Pompeo claimed that his State Department has gone “full bore on our maximum pressure campaign” against Iran, which seeks to use economic sanctions and diplomatic pressure to isolate the Islamic Republic.
“We’ve bolstered our military readiness vis a vis Tehran,” he added.
But the secretary of state offered a mixed review of the strategy in response to a question from Sen. Lindsay Graham (R-S.C.) later into the testimony.
“The sanctions have clearly had an impact,” Pompeo said. “It has diminished their capacity to underwrite Hezbollah, Shia militias in Iraq, but clearly hasn't achieved the ultimate objective, which is to change the behavior of the Iranian regime.”
Pompeo had earlier claimed that maximum pressure had “slashed” Iranian oil revenues by over ninety percent and “rallied nations to our side” against the Iranian-backed militia Hezbollah.
He also said that there was work to be done on snapping back United Nations sanctions on Iran, which are due to expire in October 2020.
“We think it decreases stability in the Middle East, we think that would threaten Israel, and we're confident that it reduces U.S. security as well,” Pompeo said in response to a question by Sen.
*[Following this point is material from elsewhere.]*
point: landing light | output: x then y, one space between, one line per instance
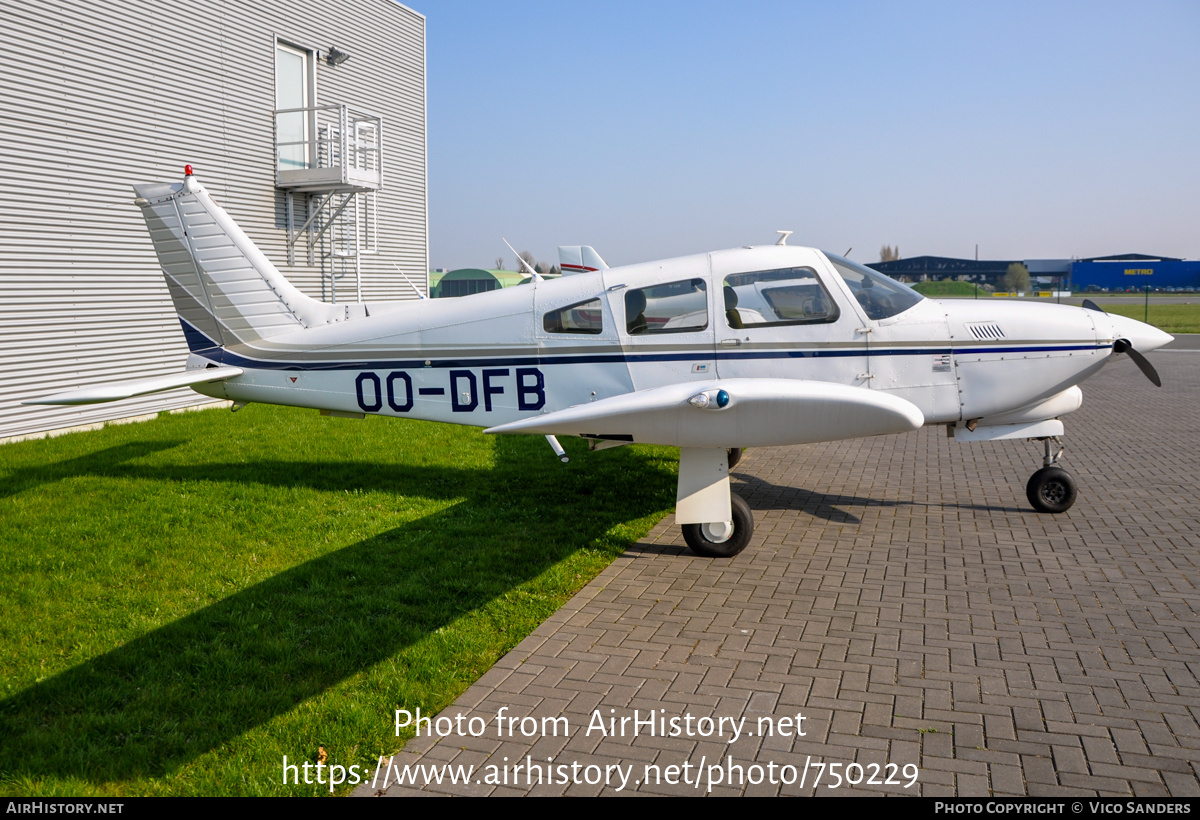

John Barrasso (R-Wyo.) about the sanctions expiring.
Russia, China, and European nations had slammed Pompeo at a UN Security Council meeting last month for his proposal to snap back the sanctions.
Republican senators laid much of the blame for the present situation at former President Barack Obama’s feet.
Sen. Ron Johnson (R-Wis.) said that the 2015 nuclear deal had “emboldened” Iran and “changed their behavior for the worse,” while Sen. David Perdue (R-Ga.) claimed that former secretaries of state Hillary Clinton and John Kerry “oversaw probably one of the most major withdrawals in foreign policy from the global stage that America has ever seen.”
Democrats, however, argued that the decision to leave the deal with Iran made matters much worse.
“We have isolated ourselves on Iran,” Sen. Ben Cardin (D–Md.) told Pompeo.